Chatham Manor gives life to Civil War history
Chatham Manor hosts military program
BY CHELYEN DAVIS
Date published: 8/18/2008
BY CHELYEN DAVIS
The dozen or so Union soldiers sweated in their heavy uniforms as they packed canvas tents and supply crates, preparing for a return trip to their native New Jersey.
Unlike the Union soldiers they were representing, these guys stowed their gear in a full-size van for the trip and cooled off with a Coke from a decidedly post-1862 cooler.
The New Jersey re-enactors had spent the weekend at Chatham Manor as part of the park's three-day living history program. They've taken a personal interest in the area's Civil War history since New Jersey soldiers died in the battles here.
It's one thing to read about history in books, said Lawrence Sangi, a member of the New Jersey regiment.
"This is three-dimensional history," he said. "This is the best, in the place where it happened."
Park visitors this weekend could touch the rough fabric of Sangi's uniform, watch his men handle their rifles, cover their ears while two different cannons were shot off.
"This would be called living history, as opposed to a re-enactment," Sangi said.
The manor served as a Union headquarters and hospital in 1862 when the Army of the Potomac seized Fredericksburg and launched attacks on Confederate troops, who held a bluff above town. The Union side lost 12,600 soldiers, many of whom were treated at Chatham as field surgeons operated on hundreds of them inside the house.
Poet Walt Whitman came, looking for an injured brother, and later described a heap of amputated limbs piled by a tree outside the house.
Now part of the Fredericksburg & Spotsylvania National Military Park, the manor has been hosting an annual living history weekend every summer since 2005.
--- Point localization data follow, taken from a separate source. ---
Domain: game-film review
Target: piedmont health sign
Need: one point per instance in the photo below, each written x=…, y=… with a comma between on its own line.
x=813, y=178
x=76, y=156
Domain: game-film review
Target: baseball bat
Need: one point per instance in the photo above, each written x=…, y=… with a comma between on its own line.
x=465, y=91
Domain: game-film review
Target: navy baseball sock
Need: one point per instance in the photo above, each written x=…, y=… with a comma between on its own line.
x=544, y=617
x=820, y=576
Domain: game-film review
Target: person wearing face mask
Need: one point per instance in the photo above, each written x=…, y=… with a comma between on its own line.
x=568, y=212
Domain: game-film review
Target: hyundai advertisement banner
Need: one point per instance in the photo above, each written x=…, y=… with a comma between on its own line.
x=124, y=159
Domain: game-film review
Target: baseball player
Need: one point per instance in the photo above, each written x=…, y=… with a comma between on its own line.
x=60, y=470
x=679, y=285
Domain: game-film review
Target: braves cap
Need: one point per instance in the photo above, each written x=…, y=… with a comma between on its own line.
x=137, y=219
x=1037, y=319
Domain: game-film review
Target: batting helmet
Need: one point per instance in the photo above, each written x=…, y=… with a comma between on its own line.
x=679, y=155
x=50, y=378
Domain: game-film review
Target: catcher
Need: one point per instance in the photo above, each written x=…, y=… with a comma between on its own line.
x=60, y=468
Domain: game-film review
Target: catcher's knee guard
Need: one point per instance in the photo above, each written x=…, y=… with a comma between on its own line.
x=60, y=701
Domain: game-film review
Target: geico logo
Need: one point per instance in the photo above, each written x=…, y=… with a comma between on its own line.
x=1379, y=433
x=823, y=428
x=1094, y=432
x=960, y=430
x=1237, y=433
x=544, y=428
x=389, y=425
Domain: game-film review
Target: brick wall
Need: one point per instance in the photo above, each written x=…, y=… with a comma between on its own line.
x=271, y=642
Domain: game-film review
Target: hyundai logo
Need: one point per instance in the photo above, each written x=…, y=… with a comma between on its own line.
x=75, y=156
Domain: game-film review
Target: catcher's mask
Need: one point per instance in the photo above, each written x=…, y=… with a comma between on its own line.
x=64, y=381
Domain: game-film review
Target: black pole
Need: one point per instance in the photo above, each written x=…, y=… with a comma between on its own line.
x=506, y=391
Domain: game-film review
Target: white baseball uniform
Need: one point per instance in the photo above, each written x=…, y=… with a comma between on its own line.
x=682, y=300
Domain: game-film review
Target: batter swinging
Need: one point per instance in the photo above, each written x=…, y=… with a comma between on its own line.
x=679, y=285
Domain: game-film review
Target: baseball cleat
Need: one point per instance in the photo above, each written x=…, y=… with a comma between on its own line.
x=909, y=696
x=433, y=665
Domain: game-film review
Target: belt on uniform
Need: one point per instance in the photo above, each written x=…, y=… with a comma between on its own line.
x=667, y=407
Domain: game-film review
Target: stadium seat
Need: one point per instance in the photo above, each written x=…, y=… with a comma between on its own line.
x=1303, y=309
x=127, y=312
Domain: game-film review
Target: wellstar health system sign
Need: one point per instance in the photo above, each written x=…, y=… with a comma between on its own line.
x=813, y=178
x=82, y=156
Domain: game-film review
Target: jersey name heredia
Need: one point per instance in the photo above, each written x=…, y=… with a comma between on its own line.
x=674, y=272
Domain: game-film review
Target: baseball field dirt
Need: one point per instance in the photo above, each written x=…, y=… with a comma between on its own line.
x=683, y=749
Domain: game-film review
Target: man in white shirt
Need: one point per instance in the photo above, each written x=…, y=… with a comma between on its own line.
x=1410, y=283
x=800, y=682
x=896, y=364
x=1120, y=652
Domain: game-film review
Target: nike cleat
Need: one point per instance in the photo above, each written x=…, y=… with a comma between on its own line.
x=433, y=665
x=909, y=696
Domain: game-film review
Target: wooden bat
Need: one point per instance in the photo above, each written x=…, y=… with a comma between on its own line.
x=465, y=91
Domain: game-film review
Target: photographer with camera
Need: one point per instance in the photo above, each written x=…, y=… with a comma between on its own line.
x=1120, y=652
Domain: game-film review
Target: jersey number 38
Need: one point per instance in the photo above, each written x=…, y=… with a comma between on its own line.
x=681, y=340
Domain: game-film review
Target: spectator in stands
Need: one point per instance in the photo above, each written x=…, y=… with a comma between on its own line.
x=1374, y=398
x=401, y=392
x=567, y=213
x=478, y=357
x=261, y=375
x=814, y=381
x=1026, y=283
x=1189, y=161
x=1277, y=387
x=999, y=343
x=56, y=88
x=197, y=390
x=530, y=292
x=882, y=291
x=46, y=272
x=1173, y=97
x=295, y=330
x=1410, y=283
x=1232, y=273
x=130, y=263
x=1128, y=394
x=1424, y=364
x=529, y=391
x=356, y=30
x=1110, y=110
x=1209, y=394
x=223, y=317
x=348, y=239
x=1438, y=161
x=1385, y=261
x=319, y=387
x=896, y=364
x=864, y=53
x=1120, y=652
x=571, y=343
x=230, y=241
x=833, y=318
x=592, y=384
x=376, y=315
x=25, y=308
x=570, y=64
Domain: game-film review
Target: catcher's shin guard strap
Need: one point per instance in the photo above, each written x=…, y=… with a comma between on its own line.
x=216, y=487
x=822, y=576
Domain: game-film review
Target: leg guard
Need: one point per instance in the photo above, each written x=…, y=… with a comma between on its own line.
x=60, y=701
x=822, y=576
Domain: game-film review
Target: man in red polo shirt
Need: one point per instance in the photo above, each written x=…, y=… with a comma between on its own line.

This year's events featured numerous talks about the battle, tours, and a concert Saturday night by a 20-member brass ensemble performing music popular in the 19th century.
There were also artillery demonstrations, with the park's 12-pounder Napo-leon cannon and a Parrot gun from Pennsylvania lined up along a field that in 1862 was part of the Union artillery line along Stafford Heights.
Nearby, Reston resident Noah Briggs, portraying a regimental assistant surgeon, spoke about medical practices of the Civil War era.
Briggs had a table lined with bottles of medicine, similar to what a Civil War doctor would have carried, all labeled with the med-icines' Latin names.